Access control electronics for wireless locks
Abstract
Access control electronics for wireless locks comprise one or more battery operated radios that receive access control codes. The wireless accessed locks locate the electronic components, circuits, sensors and antennas and many of the lock components away from the container being secured and closer to the operator/user. The disclosed access control electronics combine a proximity detection circuit comprising sensor pads and a capacitive sensing circuit and one or more short-range radio frequency antennas for reading RFID devices. The proximity sensor pads are in close proximity with the antennas, without the antennas interfering with the proximity sensing process, and the sensor pads to not attenuate the signals between the RFID devices and the antennas after the RFID devices are detected.
Claims
exact text as granted — not AI-modified1 . Access control electronics for wireless locks comprising:
a processor; a periodically enabled proximity detection circuit for detecting a user presenting a wireless transmitting device; a first circuit temporarily enabled for reading the wireless transmitting device; a second circuit temporarily enabled for reading the wireless transmitting device.
2 . The access control electronics of claim 1 , wherein the periodically enabled proximity detection circuit comprises at least one proximity sensor pad and a capacitive sensing circuit.

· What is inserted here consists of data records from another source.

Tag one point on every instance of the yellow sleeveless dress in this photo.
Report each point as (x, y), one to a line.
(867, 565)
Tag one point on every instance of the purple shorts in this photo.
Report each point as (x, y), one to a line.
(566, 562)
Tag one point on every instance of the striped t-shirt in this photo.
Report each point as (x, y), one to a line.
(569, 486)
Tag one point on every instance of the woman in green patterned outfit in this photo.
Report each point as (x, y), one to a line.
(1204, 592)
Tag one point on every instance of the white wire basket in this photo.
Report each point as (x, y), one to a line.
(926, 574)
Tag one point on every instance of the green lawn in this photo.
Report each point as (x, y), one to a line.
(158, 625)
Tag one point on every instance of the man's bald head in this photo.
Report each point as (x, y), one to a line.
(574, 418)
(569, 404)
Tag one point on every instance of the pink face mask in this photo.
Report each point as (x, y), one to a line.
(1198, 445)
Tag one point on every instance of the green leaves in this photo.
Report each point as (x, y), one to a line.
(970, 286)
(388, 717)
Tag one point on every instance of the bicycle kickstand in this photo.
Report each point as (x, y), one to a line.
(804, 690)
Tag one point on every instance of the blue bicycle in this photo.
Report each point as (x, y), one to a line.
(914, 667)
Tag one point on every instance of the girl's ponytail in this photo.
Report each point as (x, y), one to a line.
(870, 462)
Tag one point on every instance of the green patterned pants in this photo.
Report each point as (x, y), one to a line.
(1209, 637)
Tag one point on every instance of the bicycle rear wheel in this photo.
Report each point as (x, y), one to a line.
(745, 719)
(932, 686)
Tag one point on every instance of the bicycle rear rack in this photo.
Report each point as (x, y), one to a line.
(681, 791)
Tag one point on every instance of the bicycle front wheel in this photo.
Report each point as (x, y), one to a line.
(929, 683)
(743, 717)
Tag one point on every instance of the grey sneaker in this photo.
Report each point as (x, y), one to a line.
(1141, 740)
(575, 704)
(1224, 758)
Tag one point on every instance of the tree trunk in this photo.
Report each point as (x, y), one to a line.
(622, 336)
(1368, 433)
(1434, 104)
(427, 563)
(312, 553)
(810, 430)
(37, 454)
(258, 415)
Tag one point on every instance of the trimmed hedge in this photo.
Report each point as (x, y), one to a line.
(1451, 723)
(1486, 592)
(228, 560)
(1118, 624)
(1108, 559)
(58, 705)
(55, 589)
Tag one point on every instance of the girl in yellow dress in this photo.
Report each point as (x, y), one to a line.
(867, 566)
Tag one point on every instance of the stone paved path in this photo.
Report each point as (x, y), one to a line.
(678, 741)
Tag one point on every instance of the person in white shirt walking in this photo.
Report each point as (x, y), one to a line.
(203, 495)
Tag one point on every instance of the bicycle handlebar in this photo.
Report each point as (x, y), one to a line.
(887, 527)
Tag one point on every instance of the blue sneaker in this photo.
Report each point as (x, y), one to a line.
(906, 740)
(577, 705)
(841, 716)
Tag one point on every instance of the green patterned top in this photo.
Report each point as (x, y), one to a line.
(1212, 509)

3 . The access control electronics of claim 1 , wherein the first circuit comprises a short-range radio frequency antenna configured for a frequency of 125 KHz.
4 . The access control electronics of claim 1 , wherein the second circuit comprises a short-range radio frequency antenna configured for a frequency of 13.56 MHz.
5 . (canceled)
6 . The access control electronics of claim 1 , further comprising a battery for powering the access control electronics.
7 . The access control electronics of claim 1 , wherein the periodically enabled proximity detection circuit and the first circuit are in close proximity.
8 . The access control electronics of claim 7 , wherein the periodically enabled proximity detection circuit and the second circuit are co-planar.
9 . The access control electronics of claim 7 , wherein the periodically enabled proximity detection circuit and the first circuit are on adjacent parallel planes.
10 . (canceled)
11 . The access control electronics of claim 1 , wherein the periodically enabled proximity detection circuit, the first circuit and the second circuit each define a customizable detection range and detection angle.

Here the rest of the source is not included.